FORLORN SOLDIER is significant artistically because it is an example in brownstone of a typical soldier figure usually executed in granite on Civil War monuments. A 1968 newspaper account suggested that the figure was a reject because through error the wrong foot was forward. It appears, however, that regulations varied on this issue, as do monuments throughout the state.
FORLORN SOLDIER is a typical Civil War monument figure in brownstone standing at rest, badly deteriorated. The small parcel where it is located formerly was part of the adjoining stoneyard that is successor to the Hartford shop of James G. Batterson.
The small brownstone base of the statue is a low truncated pyramid, displaying a bronze plaque on its front face (see lettering below). The soldier's right foot is forward, with a remnant of the rifle butt next to it; the rifle is missing. Hands are missing, but from the position of the arms it is apparent that hands were on the rifle muzzle, left over right. The overcoat is worn with cape thrown back off the shoulders. Bayonet and accoutrements are fastened to the waist belt. The figure looks to his right, wearing kepi and beard, with hair long and full at the back of his neck.

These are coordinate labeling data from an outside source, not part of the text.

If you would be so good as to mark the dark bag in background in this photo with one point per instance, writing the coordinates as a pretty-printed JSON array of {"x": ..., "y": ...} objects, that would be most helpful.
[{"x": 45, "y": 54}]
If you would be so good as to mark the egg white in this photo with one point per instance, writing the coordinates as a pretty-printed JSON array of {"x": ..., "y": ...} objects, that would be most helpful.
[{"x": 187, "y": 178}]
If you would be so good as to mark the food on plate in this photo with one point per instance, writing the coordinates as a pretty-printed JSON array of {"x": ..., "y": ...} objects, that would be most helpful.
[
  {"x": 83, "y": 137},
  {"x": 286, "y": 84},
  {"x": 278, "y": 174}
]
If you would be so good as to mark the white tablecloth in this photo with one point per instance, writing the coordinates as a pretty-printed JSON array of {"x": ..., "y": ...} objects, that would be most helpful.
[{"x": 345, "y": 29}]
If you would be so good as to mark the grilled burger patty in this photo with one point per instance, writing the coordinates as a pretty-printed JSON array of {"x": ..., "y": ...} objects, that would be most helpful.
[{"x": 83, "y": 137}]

The stone is badly cracked, ex-foliated, spalled, crumbled, and delaminated. Hands, rifle, part of the face, and other components are missing. The statue has been vandalized. Various attempts at repair have been undertaken from time to time.
Front (west) face of base, raised caps on bronze plaque:DUM TACET CLAMAT
REJECTED AFTER THE CIVIL WAR FOR A FAULTY FOOT
POSITION, THIS BROWNSTONE UNION SOLDIER WAS
ACQUIRED IN 1895 BY MICHAEL H. AND JOHN KELLY,
STONE CUTTERS, PLACED AT THE CORNER OF CHARTER
OAK AVENUE AND UNION STREET IN HARTFORD WHERE,
BUFFETED BY FLOOD AND BRUSHED BY VANDALS, HE STOOD
UNTIL 1968 WHEN J. MICHAEL KELLY, A GRANDSON, MOVED
HIM TO A FAIRER SITE, RESTORING HIS BATTERED ENTITY
WITH THE LOVING CARE HE HAD BEEN SO LONG DENIED.
The Hartford Courant Magazine, May 25, 1986, p. H1, il; November 17, 1968, pp. 16 and 17, il.
"Hartford's Outdoor Sculpture," Trinity College, 1981, p. 74.
Georgiana S. (Mrs. Robert I.) Kelly, letters, May 28, 1986 and June 2, 1986.